So... my daughter Aeris' third birthday is Saturday and she is looking forward to eating some cake. Because she's a girl and because she's a three year old girl there is only one color of cake she's interested in and that color is pink. I have options and lots of them, but I'm looking for something that will allow me to be creative. So, for me (not her) I've narrowed it down to two. I could either buy the only pink cake mix on the shelves that claims it's strawberry flavored, bake it and decorate it very fancy (to make up for the artificial strawberry flavor) or I can figure out how to make a
cake that tastes like strawberry but also tastes like dessert that is pink enough to meet her standards. I've decided to go with option 2 because we kinda got burnt out on that pink cake mix when they were on sale earlier this year.
What I've done today is take a delicious cake recipe that is pretty simple, doesn't require any special flour or tools and adapted it. When I began this afternoon, I knew I wanted strawberry cake but didn't have any strawberries. I also knew from past experience that my kids would not eat cake with chunky strawberries in it. I decided to start from the freezer and work my way down looking for something that tasted like strawberries because it actually was strawberries but wasn't currently beautiful red strawberry fruit. I didn't have to look very long until I found strawberry freezer jam (I made it when the berries were insanely cheap and yummy) and I was very excited because this batch I had blended in the blender and it was completely smooth-no strawberry chunks.

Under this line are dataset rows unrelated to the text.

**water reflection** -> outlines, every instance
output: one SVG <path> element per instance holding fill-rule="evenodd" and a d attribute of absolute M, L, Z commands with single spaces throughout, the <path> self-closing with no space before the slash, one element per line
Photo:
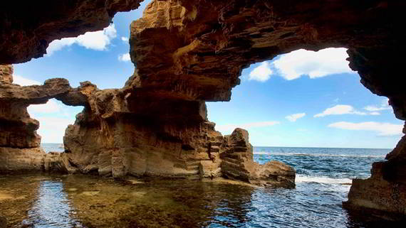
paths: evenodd
<path fill-rule="evenodd" d="M 28 218 L 23 221 L 23 225 L 36 228 L 80 227 L 71 217 L 72 209 L 63 190 L 61 179 L 41 181 L 36 200 L 28 212 Z"/>
<path fill-rule="evenodd" d="M 76 175 L 11 175 L 0 177 L 0 216 L 10 227 L 402 226 L 348 215 L 341 207 L 348 188 L 303 182 L 287 190 L 181 180 L 129 183 Z"/>

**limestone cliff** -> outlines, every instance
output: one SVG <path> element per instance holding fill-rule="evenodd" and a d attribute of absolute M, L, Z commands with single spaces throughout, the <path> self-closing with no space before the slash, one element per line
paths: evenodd
<path fill-rule="evenodd" d="M 19 4 L 0 4 L 2 64 L 41 56 L 56 38 L 105 27 L 116 11 L 133 9 L 138 1 L 46 1 L 16 7 Z M 253 63 L 300 48 L 345 47 L 361 82 L 387 97 L 396 117 L 405 120 L 399 53 L 406 49 L 405 6 L 402 1 L 380 0 L 154 0 L 131 25 L 130 56 L 137 70 L 123 88 L 99 90 L 86 82 L 74 92 L 54 94 L 66 104 L 85 107 L 66 130 L 63 161 L 71 171 L 114 177 L 291 180 L 291 170 L 277 163 L 267 165 L 268 170 L 251 165 L 248 142 L 242 148 L 231 146 L 238 141 L 234 137 L 244 134 L 220 136 L 207 119 L 204 102 L 229 100 L 241 70 Z M 24 112 L 31 97 L 17 92 L 14 99 L 12 91 L 26 89 L 2 81 L 0 94 L 6 97 L 0 100 L 3 143 L 36 146 L 38 124 Z M 9 110 L 19 110 L 21 119 Z M 11 123 L 27 138 L 10 136 Z M 404 144 L 402 139 L 387 161 L 374 165 L 371 178 L 354 181 L 348 207 L 390 212 L 392 205 L 406 207 L 404 195 L 397 194 L 405 180 Z M 276 167 L 284 170 L 282 178 L 272 170 Z"/>
<path fill-rule="evenodd" d="M 29 61 L 56 39 L 107 27 L 115 13 L 142 0 L 0 1 L 0 64 Z"/>
<path fill-rule="evenodd" d="M 45 104 L 58 97 L 69 105 L 85 105 L 77 90 L 63 78 L 50 79 L 42 85 L 11 84 L 13 67 L 0 65 L 0 172 L 41 170 L 46 157 L 36 134 L 39 123 L 27 112 L 30 104 Z"/>

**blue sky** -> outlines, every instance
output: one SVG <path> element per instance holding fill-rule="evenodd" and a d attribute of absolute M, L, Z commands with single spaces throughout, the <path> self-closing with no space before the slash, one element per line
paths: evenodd
<path fill-rule="evenodd" d="M 28 85 L 65 77 L 73 87 L 89 80 L 100 89 L 119 88 L 134 70 L 128 37 L 131 21 L 148 1 L 118 13 L 103 31 L 53 41 L 46 56 L 14 65 L 14 81 Z M 223 134 L 246 129 L 254 146 L 392 148 L 403 122 L 385 97 L 373 94 L 348 67 L 344 48 L 299 50 L 251 65 L 229 102 L 208 102 L 209 119 Z M 31 105 L 43 143 L 61 143 L 66 126 L 82 107 L 51 99 Z"/>

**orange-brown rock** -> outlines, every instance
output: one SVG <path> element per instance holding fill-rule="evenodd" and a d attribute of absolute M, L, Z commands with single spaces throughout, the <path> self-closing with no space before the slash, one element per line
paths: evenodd
<path fill-rule="evenodd" d="M 248 131 L 236 129 L 225 136 L 220 154 L 224 176 L 264 186 L 295 187 L 295 170 L 281 162 L 272 161 L 264 165 L 254 161 Z"/>
<path fill-rule="evenodd" d="M 102 30 L 142 0 L 0 1 L 0 64 L 29 61 L 53 40 Z"/>
<path fill-rule="evenodd" d="M 405 80 L 399 76 L 403 64 L 397 54 L 405 50 L 406 36 L 396 28 L 402 26 L 405 5 L 397 1 L 155 0 L 131 25 L 131 60 L 140 75 L 133 83 L 148 89 L 149 97 L 227 101 L 241 70 L 252 63 L 300 48 L 345 47 L 361 82 L 387 97 L 396 117 L 406 119 Z M 375 172 L 387 183 L 378 183 L 375 177 L 355 180 L 348 207 L 392 211 L 388 208 L 396 201 L 397 208 L 406 207 L 403 195 L 393 200 L 383 194 L 380 199 L 370 184 L 392 192 L 405 181 L 404 141 L 387 157 L 382 171 Z"/>
<path fill-rule="evenodd" d="M 0 82 L 13 83 L 13 65 L 0 65 Z"/>
<path fill-rule="evenodd" d="M 0 4 L 0 63 L 41 56 L 51 40 L 100 29 L 115 11 L 137 4 L 4 1 Z M 396 117 L 405 120 L 406 90 L 400 75 L 403 60 L 399 53 L 406 49 L 402 29 L 405 6 L 402 1 L 380 0 L 154 0 L 142 18 L 131 25 L 130 56 L 137 70 L 125 87 L 99 90 L 84 83 L 71 92 L 55 95 L 67 104 L 85 106 L 76 124 L 66 130 L 65 163 L 71 170 L 117 178 L 132 174 L 239 178 L 245 175 L 248 181 L 286 183 L 293 177 L 291 170 L 278 163 L 261 170 L 249 165 L 246 141 L 245 151 L 238 155 L 243 159 L 237 159 L 235 168 L 227 171 L 232 165 L 224 165 L 222 158 L 232 158 L 235 148 L 222 142 L 234 142 L 237 136 L 223 138 L 215 131 L 207 119 L 204 102 L 229 100 L 241 70 L 253 63 L 299 48 L 345 47 L 350 66 L 358 72 L 361 82 L 387 97 Z M 6 84 L 0 92 L 9 89 Z M 0 100 L 6 105 L 1 108 L 5 124 L 14 119 L 4 110 L 28 104 L 23 102 L 27 101 L 23 94 L 16 94 L 22 98 L 14 102 L 7 95 Z M 22 126 L 24 132 L 35 131 L 36 123 L 22 122 L 31 126 Z M 19 141 L 35 140 L 12 141 L 21 145 Z M 395 201 L 390 198 L 396 195 L 392 198 L 399 203 L 396 208 L 406 207 L 403 195 L 388 193 L 397 192 L 396 186 L 405 180 L 404 144 L 402 139 L 387 161 L 374 165 L 371 178 L 354 182 L 348 207 L 392 212 L 388 208 Z M 281 172 L 274 171 L 276 168 Z M 243 170 L 235 173 L 239 169 Z M 382 192 L 378 195 L 381 199 L 374 195 L 375 186 Z M 379 200 L 386 202 L 376 203 Z"/>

Once I had settled on the jam for my flavor it was pretty easy from there. The recipe called for butter but I am running low so I substituted applesauce. I also used the jam to replace some of the sugar. I did add 3 drops of pink food coloring because my daughter said that they weren't pink enough.
When mixing up the ingredients I decided to try the muffin method because the original recipe was very vague about how to combine everything. So I combined all of the wet ingredients and got them mixing then separately sifted the dry ingredients. I then slowly added dry to wet. I then remembered that commercial cake mix recipes tell you to beat the batter slowly for 30 seconds then rapidly for 2 min. This is how I finished mixing this recipe.
I decided to make cupcakes so I filled greased muffin cups 2/3 full and baked for 21 min at 375 degrees.
Results...
While still warm...delicious smell and beautiful color. They rose beautifully with nice round tops. Flavor was OK, there was an aftertaste from too much baking powder. There was not enough strawberry flavor and they were a teeny bit bland. Also, they were a bit too moist, the crumb stuck together-the way it does when using applesauce)-and didn't bounce back. They were perfectly sweet not too sweet and just sweet enough.
Once cooled... the flavor improved and the crumb was less sticky but more like a muffin than cake or a cupcake.
Changes...
I will be changing the ratio of jam and sugar. I will increase the jam and lesson the sugar in order to have more strawberry flavor. I will reduce the baking powder a bit and increase the salt a bit. I will try canola oil instead of the recipe's original call for butter and my substitution of applesauce and I will remeber to add the vanilla this time. Once the cupcake is up to par I will work on the frosting.